In questo scenario restano in secondo piano le tante piccole associazioni del settore e i collettivi/gruppi di cittadini attivi e radicati nei quartieri. Soffocati dalle spese e in mancanza del sostegno finanziario dell’amministrazione, fanno fatica a dare continuità alle proprie attività e progetti che, in un contesto generale di decrescita dei servizi nei quartieri periferici, risulterebbero fondamentali per migliorare la vita dei cittadini. C’è poi la questione fondamentale del lavoro nel settore dei beni culturali, basato sul precariato e sullo sfruttamento, sulla svalutazione delle competenze e in parecchi casi sul lavoro gratuito.

CHE FARE?

Pensiamo che questo modello di politica culturale sia sbagliato e poco lungimirante, e che generi un dannoso appiattimento generale dell’offerta culturale rivolta alla cittadinanza. Gli spazi pubblici vengono monopolizzati dai pochi grandi attori economici che tolgono l’ossigeno alle piccole realtà o a chi non è perfettamente allineato.

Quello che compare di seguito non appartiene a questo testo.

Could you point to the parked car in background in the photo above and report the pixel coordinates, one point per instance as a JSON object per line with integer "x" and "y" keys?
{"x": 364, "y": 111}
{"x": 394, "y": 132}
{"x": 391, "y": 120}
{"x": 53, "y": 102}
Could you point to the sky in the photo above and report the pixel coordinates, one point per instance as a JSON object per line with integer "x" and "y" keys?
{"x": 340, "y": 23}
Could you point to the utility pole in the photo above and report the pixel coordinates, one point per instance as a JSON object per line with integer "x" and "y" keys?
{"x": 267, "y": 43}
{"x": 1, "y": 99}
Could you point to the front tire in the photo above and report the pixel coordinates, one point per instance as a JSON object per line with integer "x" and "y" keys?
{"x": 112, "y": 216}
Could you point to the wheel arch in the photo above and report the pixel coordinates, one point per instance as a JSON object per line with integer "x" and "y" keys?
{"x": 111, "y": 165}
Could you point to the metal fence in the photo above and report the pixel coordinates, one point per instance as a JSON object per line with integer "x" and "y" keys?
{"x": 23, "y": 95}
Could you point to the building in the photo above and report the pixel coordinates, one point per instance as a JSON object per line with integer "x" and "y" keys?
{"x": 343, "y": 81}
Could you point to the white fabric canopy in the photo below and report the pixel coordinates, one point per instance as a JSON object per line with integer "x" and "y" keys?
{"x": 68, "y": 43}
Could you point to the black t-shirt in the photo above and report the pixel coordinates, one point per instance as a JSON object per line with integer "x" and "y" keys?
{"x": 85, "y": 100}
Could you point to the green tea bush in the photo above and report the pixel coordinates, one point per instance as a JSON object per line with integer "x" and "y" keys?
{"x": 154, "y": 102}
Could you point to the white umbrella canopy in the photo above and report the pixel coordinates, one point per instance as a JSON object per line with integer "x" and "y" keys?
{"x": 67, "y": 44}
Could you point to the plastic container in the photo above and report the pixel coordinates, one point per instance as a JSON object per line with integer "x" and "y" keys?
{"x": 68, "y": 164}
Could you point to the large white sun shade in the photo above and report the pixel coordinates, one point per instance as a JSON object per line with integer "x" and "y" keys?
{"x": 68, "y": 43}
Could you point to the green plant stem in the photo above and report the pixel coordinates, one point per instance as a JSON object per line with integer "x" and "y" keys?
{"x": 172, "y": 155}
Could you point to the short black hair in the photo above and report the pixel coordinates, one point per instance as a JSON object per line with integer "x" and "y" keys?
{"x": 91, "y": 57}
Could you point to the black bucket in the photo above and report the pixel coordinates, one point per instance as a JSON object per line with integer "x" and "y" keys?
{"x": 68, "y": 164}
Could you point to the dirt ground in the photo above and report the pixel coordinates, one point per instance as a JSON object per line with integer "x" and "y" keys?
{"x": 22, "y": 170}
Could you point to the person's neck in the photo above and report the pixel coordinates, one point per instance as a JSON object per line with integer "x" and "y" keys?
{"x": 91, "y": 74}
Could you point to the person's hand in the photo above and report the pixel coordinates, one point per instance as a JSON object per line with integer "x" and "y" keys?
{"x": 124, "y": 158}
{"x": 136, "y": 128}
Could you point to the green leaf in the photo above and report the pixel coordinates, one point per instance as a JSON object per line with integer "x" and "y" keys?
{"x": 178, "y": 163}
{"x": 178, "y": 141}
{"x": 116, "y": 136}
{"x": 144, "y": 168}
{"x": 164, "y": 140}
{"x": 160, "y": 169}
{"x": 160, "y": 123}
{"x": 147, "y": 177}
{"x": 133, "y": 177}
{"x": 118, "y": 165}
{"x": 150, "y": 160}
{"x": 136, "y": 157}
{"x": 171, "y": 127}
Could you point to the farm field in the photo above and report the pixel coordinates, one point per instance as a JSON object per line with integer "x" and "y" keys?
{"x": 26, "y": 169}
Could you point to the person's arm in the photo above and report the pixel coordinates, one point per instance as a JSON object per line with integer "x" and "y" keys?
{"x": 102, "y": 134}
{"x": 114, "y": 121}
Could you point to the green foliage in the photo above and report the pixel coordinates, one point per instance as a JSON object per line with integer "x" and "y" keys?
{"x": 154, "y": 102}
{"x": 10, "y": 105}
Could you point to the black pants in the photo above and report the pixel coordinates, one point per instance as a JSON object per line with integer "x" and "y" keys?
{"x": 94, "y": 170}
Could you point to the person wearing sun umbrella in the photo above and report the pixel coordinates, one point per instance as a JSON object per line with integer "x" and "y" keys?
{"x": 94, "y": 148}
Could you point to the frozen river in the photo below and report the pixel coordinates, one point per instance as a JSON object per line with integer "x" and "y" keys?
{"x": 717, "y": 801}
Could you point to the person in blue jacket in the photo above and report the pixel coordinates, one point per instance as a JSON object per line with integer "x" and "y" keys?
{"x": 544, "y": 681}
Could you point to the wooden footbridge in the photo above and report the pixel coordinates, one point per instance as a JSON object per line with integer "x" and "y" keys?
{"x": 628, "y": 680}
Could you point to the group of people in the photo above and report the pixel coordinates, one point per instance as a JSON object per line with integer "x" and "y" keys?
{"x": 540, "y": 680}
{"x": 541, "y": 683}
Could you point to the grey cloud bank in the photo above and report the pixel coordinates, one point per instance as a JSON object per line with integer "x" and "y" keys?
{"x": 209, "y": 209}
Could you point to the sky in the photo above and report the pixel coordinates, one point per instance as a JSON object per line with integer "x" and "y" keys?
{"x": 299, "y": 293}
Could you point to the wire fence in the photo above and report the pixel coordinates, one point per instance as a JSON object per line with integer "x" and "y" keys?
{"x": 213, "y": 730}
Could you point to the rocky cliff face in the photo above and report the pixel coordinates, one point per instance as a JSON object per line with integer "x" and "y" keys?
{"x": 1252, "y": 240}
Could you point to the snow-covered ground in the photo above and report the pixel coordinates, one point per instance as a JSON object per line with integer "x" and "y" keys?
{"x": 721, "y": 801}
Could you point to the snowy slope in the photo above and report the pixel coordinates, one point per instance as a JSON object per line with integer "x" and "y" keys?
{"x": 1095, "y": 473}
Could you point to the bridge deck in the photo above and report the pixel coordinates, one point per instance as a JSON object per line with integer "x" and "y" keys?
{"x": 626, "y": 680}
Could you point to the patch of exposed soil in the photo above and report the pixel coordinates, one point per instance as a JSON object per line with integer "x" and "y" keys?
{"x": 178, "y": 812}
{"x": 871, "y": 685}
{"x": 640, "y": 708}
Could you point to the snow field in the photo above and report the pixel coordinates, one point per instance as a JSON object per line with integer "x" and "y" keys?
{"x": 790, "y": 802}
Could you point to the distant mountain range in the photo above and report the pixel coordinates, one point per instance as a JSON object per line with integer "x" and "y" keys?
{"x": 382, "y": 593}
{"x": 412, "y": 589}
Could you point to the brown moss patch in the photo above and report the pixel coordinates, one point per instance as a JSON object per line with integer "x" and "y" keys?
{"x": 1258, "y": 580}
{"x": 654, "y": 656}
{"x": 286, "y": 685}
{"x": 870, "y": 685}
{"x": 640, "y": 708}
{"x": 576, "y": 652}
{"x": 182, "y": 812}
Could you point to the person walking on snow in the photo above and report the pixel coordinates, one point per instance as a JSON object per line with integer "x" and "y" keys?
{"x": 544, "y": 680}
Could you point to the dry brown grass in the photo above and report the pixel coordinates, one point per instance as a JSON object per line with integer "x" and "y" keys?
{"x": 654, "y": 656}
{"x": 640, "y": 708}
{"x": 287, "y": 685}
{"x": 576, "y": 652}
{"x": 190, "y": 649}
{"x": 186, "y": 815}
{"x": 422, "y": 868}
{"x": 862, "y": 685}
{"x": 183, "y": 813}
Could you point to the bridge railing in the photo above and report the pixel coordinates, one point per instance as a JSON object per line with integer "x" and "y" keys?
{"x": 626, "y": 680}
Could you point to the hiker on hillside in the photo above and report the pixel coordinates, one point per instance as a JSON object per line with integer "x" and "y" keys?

Crediamo che un modo diverso di fare cultura e di gestire gli spazi di socialità sia possibile solo uscendo da una logica di profitto, costruendo eventi, iniziative e percorsi culturali veramente accessibili a tutta la cittadinanza attraverso la conoscenza dei bisogni dei territori, il radicamento e la presenza nei quartieri in cui viviamo.

I quartieri di Bologna non hanno bisogno delle “grandi opere delle cultura” come la tettoia Nervi, Dumbo o il nuovo Mercato Sonato, ma di spazi pubblici e luoghi di aggregazione in cui cittadini e le associazioni possano esprimersi liberamente, senza vincoli e condizionamenti da parte del comune e della Fondazione Innovazione Urbana.

Il nostro appello è rivolto alle realtà che come noi non condividono questo modello culturale basato sulla mercificazione e che considera i cittadini meri spettatori invece che attori della vita culturale della città. Costruiamo una risposta collettiva alternativa, facciamo rete, organizziamoci insieme.

Ridiamo vita a quell’anima libera e aperta che da sempre contraddistingue la nostra città!